Hepatocytes were isolated from the livers of male Sprague-Dawley rats (200–300 g) using collagenase perfusion as described previously (Woodcroft et al., 2002). Hepatocytes were plated onto dishes covalently coated with Purecol, and modified Chee’s medium was fortified as described previously (Woodcroft et al., 2002) and supplemented with 1 μM insulin, 0.1 μM dexamethasone, 12.5 mg/ml transferrin, 50 μg/ml gentamycin, and 2 mM l-glutamine. Cells were plated at a density of 3 × 106 cells/60-mm dish. Hepatocytes were incubated in a humidified 37°C incubator with 95% air/5% CO2 atmosphere. Four hours after the initial plating, cells were washed with insulin-free medium three times and cultured in insulin-free medium before initiation of treatment with insulin or inhibitors.
Treatment of Primary Cultured Hepatocytes.

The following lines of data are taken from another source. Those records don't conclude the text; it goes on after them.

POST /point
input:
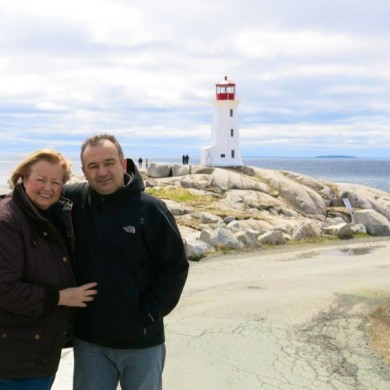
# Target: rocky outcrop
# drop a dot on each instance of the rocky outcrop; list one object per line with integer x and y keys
{"x": 251, "y": 207}
{"x": 248, "y": 207}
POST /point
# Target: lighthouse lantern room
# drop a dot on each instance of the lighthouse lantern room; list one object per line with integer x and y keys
{"x": 225, "y": 142}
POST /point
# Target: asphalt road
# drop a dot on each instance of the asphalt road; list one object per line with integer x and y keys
{"x": 282, "y": 319}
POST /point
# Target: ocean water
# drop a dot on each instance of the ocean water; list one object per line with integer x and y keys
{"x": 370, "y": 172}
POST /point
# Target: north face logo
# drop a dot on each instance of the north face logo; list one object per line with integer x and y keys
{"x": 129, "y": 229}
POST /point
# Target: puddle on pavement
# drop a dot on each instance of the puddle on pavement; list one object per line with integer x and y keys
{"x": 360, "y": 251}
{"x": 350, "y": 251}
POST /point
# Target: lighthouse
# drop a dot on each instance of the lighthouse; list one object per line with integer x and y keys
{"x": 224, "y": 150}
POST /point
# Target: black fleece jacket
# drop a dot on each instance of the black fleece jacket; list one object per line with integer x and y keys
{"x": 128, "y": 242}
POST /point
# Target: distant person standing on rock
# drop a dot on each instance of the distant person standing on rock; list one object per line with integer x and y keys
{"x": 127, "y": 241}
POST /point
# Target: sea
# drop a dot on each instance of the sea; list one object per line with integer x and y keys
{"x": 372, "y": 172}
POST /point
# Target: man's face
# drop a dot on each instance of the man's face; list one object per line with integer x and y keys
{"x": 102, "y": 167}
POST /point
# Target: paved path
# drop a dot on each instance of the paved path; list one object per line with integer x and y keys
{"x": 277, "y": 320}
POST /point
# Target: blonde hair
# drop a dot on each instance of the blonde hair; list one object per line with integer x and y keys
{"x": 23, "y": 169}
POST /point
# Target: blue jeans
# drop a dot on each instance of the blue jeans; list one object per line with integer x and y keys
{"x": 43, "y": 383}
{"x": 101, "y": 368}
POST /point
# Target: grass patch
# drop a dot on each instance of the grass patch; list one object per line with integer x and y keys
{"x": 180, "y": 195}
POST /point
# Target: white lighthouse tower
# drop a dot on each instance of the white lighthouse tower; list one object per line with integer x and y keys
{"x": 224, "y": 150}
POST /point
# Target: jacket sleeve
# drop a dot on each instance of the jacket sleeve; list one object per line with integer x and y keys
{"x": 171, "y": 269}
{"x": 18, "y": 295}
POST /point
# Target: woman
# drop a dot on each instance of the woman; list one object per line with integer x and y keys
{"x": 37, "y": 286}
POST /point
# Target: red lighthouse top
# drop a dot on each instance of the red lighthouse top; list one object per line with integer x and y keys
{"x": 225, "y": 90}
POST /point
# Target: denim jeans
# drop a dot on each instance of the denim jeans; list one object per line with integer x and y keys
{"x": 43, "y": 383}
{"x": 101, "y": 368}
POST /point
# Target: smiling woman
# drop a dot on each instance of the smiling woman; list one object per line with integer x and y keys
{"x": 37, "y": 285}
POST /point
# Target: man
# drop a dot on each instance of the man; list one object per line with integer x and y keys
{"x": 128, "y": 243}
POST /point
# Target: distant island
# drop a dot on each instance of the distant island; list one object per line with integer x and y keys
{"x": 336, "y": 156}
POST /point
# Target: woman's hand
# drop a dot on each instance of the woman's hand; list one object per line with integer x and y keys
{"x": 77, "y": 296}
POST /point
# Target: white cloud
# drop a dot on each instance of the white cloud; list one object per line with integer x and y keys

Hepatocytes were treated with insulin at 0.1, 1, and 10 nM concentrations 48 hours after plating. The PI3-K inhibitor LY294002, the mTOR (TORC1) inhibitor rapamycin, and the pan Akt inhibitor A-443654 were dissolved in dimethylsufoxide and added 1.5 hour before the addition of insulin. LY294002, rapamycin, and A-443654 were used at the concentrations of 1 µM, 500 nM, and 10 µM, respectively. Treatment of cells continued for 24 hours before harvesting of cells and isolation of RNA. Total hepatocyte RNA was extracted by using Trizol (Invitrogen) according to the manufacturer’s protocol. The concentration (ng/μl) of the purified RNA was quantified using the Nano Drop, version 3.3 (Applied Biosystems). The quality of the RNA was assessed by Agilent RNA 6000 Nano kit (Agilent Technologies, Böblingen, Germany), which estimates the ratio of the band intensity of 28S and 18S rRNA. Statistical analysis was performed on triplicate preparations of total RNA from a single hepatocyte preparation. Reproducibility of results was confirmed in at least three hepatocyte preparations. The Wayne State University Animal Investigation Committee approved all experimental procedures involving animals.

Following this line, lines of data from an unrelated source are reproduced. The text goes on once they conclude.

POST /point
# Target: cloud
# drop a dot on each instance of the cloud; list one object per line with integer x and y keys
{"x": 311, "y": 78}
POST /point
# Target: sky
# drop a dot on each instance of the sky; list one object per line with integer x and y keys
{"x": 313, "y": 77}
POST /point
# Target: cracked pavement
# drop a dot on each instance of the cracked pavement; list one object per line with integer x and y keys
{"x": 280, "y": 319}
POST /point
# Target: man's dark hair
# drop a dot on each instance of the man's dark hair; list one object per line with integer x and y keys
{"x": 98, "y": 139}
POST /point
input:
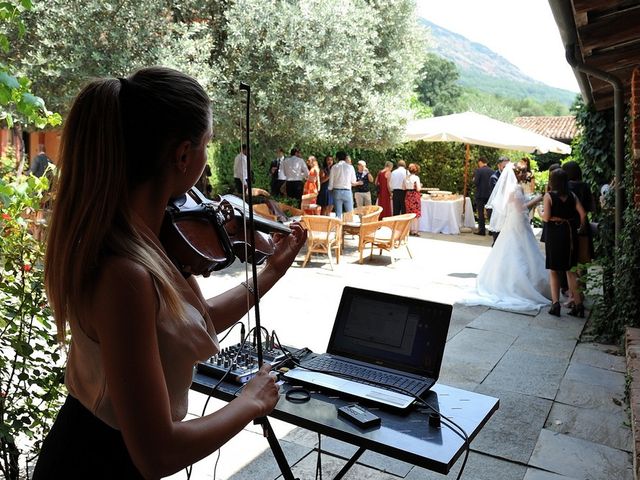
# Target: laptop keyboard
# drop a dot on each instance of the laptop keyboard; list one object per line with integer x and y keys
{"x": 366, "y": 375}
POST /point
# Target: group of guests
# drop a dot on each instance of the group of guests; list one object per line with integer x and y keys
{"x": 515, "y": 273}
{"x": 336, "y": 185}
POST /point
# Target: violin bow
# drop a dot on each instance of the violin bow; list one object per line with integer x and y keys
{"x": 252, "y": 235}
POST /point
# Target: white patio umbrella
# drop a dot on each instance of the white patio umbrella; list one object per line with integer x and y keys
{"x": 475, "y": 129}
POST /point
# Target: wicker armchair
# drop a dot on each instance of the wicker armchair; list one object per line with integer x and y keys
{"x": 323, "y": 235}
{"x": 388, "y": 234}
{"x": 367, "y": 214}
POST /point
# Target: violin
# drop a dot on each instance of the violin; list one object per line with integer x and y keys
{"x": 202, "y": 235}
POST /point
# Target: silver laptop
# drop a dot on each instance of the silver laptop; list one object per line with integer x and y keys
{"x": 384, "y": 349}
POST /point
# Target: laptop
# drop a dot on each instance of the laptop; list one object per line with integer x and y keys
{"x": 397, "y": 341}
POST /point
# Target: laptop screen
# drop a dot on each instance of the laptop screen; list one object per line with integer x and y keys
{"x": 403, "y": 333}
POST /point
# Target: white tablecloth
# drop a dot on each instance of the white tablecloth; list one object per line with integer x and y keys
{"x": 445, "y": 216}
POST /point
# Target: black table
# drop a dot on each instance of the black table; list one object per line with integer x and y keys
{"x": 405, "y": 436}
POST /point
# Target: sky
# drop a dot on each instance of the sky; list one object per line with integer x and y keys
{"x": 522, "y": 31}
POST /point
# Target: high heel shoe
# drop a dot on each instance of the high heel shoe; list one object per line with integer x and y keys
{"x": 577, "y": 310}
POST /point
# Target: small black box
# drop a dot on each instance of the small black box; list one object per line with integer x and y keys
{"x": 359, "y": 415}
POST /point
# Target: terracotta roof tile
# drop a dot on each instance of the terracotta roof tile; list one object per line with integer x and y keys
{"x": 559, "y": 128}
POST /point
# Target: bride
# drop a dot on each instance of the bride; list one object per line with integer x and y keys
{"x": 514, "y": 275}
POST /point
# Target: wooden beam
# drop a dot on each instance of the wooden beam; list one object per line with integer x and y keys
{"x": 610, "y": 30}
{"x": 616, "y": 58}
{"x": 624, "y": 75}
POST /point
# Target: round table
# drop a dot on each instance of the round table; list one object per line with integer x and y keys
{"x": 445, "y": 216}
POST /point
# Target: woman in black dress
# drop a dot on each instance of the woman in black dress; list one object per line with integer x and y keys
{"x": 325, "y": 198}
{"x": 561, "y": 242}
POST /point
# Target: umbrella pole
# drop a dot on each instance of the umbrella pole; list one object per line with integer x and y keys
{"x": 467, "y": 155}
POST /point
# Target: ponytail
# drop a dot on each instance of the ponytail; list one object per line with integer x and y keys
{"x": 100, "y": 162}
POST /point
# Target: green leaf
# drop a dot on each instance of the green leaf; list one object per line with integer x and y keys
{"x": 9, "y": 80}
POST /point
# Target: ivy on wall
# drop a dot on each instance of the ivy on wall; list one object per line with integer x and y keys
{"x": 616, "y": 302}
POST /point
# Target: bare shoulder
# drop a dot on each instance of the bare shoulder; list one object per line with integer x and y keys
{"x": 124, "y": 291}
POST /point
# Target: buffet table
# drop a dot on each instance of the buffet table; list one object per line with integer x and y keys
{"x": 445, "y": 216}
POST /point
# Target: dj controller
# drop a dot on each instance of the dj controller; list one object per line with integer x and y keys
{"x": 239, "y": 363}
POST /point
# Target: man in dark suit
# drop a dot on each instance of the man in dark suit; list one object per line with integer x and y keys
{"x": 502, "y": 162}
{"x": 482, "y": 180}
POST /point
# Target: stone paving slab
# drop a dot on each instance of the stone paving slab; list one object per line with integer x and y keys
{"x": 546, "y": 341}
{"x": 265, "y": 467}
{"x": 613, "y": 381}
{"x": 599, "y": 426}
{"x": 502, "y": 322}
{"x": 473, "y": 353}
{"x": 607, "y": 357}
{"x": 535, "y": 474}
{"x": 346, "y": 450}
{"x": 566, "y": 324}
{"x": 462, "y": 315}
{"x": 306, "y": 469}
{"x": 580, "y": 394}
{"x": 527, "y": 373}
{"x": 512, "y": 431}
{"x": 478, "y": 467}
{"x": 567, "y": 455}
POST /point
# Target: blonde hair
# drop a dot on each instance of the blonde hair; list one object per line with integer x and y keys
{"x": 116, "y": 136}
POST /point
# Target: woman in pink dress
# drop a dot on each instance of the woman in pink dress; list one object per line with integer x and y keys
{"x": 412, "y": 200}
{"x": 311, "y": 187}
{"x": 382, "y": 184}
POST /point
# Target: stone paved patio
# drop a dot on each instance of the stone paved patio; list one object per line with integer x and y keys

Reverse-Transcription RT-PCR Analysis.
The cDNA templates were prepared from total RNA using the TaqMan microRNA Reverse Transcription kit, which utilizes the stem-loop reverse primers, according to manufacturer’s protocol (Applied Biosystems). qRT-PCR was performed to measure the relative expression of miRNAs among the treatments using an ABI 7500 Fast RT-PCR System (Applied Biosystems). The expression of mature miRNAs was assayed using the Taqman microRNA assay specific for hsa-mir-122, hsa-mir-132, hsa-mir-212, hsa-mir-181a, and hsa-mir-let7a (has, Homo sapiens), and the expression level was normalized to 4.5s rRNA. The Taqman probes targeting human (hsa) and rat (rno) miRNAs were identical, and termed hsa assays by Taqman. Relative expression was calculated using the comparative cycle threshold method.
Statistics.
Data are represented as mean ± S.E., and statistical significance was determined with unpaired two-tailed Student’s t test.
Results
Identification of MicroRNAs Predicted to Regulate Rat CYP2E1.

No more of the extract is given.